Bill Dawson is persuaded by Larry Hurst to return to England and impersonate him to claim an inheritance from Hurst’s mad old uncle Gaylord. Before he can leave, Larry is poisoned in a bar but Dawson decides to go through with the matter. When he meets the uncle, however, he is rather dumbstruck by the deal on the table – he can have the inheritance provided Gaylord hasn’t managed to murder him in the next six months.
Where the book comes into its own is in the Wrong Answers. At various points throughout the book, a footnote disabuses the reader of a supposition that they may have made about the events in the story up to that point. On the face of it, they are intended to help the reader move in the right direction in their deductions. In fact, they are a very cunning piece of misdirection.
This book has to be read in the right way – it’s full of coincidences and fairly ludicrous situations, although some of these are less ludicrous when the scheme is revealed, so reading it as a straight thriller might mean that the reader will not appreciate it in its elegance. The characters are well-written, although goodness knows why Bill Dawson and his old fiancée Majorie ever put up with each other, as they always seem to be arguing. Unlike most of Carr’s books, there isn’t really an impossibility – Larry’s poisoning is, sort of, but it’s not dwelt on at all, and it’s not so much a whodunit as a whatwasdunandwhodunit.
And then we come to the footnotes – the Nine Wrong Answers. I’ll go for them being a work of genius and misdirection, but I can imagine others calling them direct cheats. It’s notable that the ninth Wrong Answer is “No, the author wasn’t cheating earlier with the first eight answers and here’s why” but more than in any other book, Carr is scrupulously careful to not to actually lie in any way, shape or form.

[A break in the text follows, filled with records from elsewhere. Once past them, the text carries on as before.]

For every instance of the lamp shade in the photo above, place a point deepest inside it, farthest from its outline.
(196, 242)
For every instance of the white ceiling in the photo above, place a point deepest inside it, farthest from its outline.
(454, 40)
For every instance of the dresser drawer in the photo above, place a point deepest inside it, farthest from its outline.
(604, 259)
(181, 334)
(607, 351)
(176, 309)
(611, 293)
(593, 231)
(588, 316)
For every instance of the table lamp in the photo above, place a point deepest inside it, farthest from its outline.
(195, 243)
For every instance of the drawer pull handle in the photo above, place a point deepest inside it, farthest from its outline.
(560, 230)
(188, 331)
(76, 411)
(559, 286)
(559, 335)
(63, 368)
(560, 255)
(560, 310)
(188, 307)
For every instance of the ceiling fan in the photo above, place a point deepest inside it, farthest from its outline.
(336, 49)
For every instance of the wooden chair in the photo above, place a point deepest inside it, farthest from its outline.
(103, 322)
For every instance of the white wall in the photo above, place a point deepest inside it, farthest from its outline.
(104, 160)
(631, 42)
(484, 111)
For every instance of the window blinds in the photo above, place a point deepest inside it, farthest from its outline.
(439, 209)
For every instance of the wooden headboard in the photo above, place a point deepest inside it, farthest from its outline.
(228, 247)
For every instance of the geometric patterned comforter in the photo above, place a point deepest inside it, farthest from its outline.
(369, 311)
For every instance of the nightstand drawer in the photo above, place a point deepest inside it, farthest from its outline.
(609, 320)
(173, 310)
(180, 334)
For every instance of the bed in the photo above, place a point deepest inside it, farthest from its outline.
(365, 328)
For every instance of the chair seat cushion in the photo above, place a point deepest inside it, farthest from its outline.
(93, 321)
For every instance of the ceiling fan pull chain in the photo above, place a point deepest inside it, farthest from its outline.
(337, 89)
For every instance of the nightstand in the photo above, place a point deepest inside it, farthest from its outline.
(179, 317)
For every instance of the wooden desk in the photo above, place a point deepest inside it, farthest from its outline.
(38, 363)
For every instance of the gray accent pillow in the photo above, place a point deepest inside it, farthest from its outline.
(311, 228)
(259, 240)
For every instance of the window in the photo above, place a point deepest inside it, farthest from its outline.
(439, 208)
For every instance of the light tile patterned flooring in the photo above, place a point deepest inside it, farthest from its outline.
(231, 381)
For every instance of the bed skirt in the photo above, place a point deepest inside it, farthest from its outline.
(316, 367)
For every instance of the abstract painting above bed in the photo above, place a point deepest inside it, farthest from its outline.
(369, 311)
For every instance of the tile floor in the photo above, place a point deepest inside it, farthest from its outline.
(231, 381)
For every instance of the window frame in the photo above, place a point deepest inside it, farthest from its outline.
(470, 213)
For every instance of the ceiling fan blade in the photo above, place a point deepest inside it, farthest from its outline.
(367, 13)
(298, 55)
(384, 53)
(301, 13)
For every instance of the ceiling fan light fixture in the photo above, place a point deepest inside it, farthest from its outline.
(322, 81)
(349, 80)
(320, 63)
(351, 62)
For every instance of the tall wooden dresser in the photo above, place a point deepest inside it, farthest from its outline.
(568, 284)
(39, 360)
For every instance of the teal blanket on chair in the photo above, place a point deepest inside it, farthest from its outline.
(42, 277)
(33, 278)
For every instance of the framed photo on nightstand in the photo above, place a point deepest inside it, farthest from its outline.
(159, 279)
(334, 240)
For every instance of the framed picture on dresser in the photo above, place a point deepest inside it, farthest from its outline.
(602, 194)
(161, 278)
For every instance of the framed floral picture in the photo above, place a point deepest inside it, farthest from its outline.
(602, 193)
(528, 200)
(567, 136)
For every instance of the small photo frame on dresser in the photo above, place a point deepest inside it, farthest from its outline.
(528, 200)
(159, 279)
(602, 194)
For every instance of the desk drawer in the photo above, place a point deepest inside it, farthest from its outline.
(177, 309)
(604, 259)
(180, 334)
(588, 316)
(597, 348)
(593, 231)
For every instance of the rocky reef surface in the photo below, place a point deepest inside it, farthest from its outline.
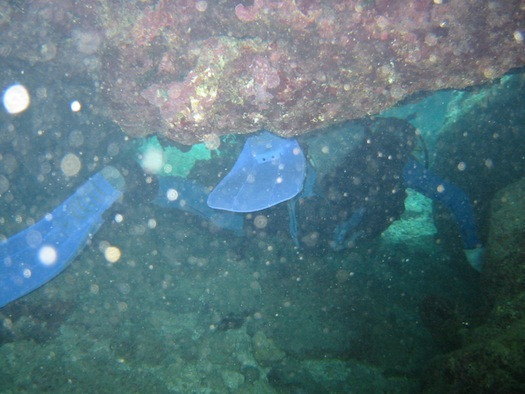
(194, 70)
(492, 358)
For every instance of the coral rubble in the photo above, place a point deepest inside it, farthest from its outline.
(184, 68)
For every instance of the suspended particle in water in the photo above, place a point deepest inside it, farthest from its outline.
(70, 164)
(47, 255)
(172, 194)
(75, 106)
(16, 99)
(112, 254)
(260, 221)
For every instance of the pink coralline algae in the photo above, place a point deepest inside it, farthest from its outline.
(187, 69)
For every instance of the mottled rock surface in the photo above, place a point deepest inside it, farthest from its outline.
(492, 358)
(192, 70)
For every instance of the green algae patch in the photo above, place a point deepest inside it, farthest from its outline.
(169, 161)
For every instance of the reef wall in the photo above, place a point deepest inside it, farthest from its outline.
(195, 70)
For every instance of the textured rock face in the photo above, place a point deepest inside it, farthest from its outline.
(188, 69)
(492, 357)
(504, 275)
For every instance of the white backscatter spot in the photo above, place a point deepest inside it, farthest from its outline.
(70, 164)
(16, 99)
(47, 255)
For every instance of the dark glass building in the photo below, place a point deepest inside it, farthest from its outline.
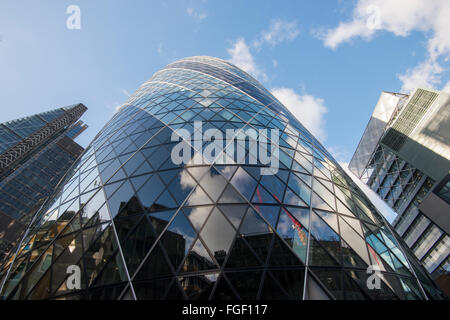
(35, 153)
(132, 223)
(404, 156)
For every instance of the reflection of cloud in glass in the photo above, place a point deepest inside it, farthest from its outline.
(284, 224)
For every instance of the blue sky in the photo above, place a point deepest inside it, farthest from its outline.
(328, 61)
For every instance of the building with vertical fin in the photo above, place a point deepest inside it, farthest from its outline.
(35, 153)
(133, 222)
(404, 156)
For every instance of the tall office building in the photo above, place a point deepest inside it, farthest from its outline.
(35, 153)
(404, 156)
(135, 222)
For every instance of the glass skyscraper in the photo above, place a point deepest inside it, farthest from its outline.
(35, 153)
(404, 156)
(131, 223)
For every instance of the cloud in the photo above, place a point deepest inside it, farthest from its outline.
(425, 75)
(160, 48)
(382, 206)
(242, 58)
(279, 31)
(197, 15)
(125, 92)
(447, 87)
(401, 17)
(309, 110)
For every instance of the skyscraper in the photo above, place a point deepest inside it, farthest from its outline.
(404, 156)
(35, 153)
(135, 222)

This is very different from most of Carr’s output – most of his modern day stuff features Carr or Merrivale – the other exceptions that I can think of are The Burning Court, which, like this, wouldn’t work as part of a series or Patrick Butler for the Defence, which, I suspect, was an unsuccessful attempt to launch a new series. The closest thing in Carr’s bibliography is probably The Punch and Judy Murders. It feels more like an adventure than a detective story, but be assured, this is a first rate mystery. Whether you sit back at the end and applaud the author’s cleverness or throw the book at the wall and call him a cheat, that’s up to you.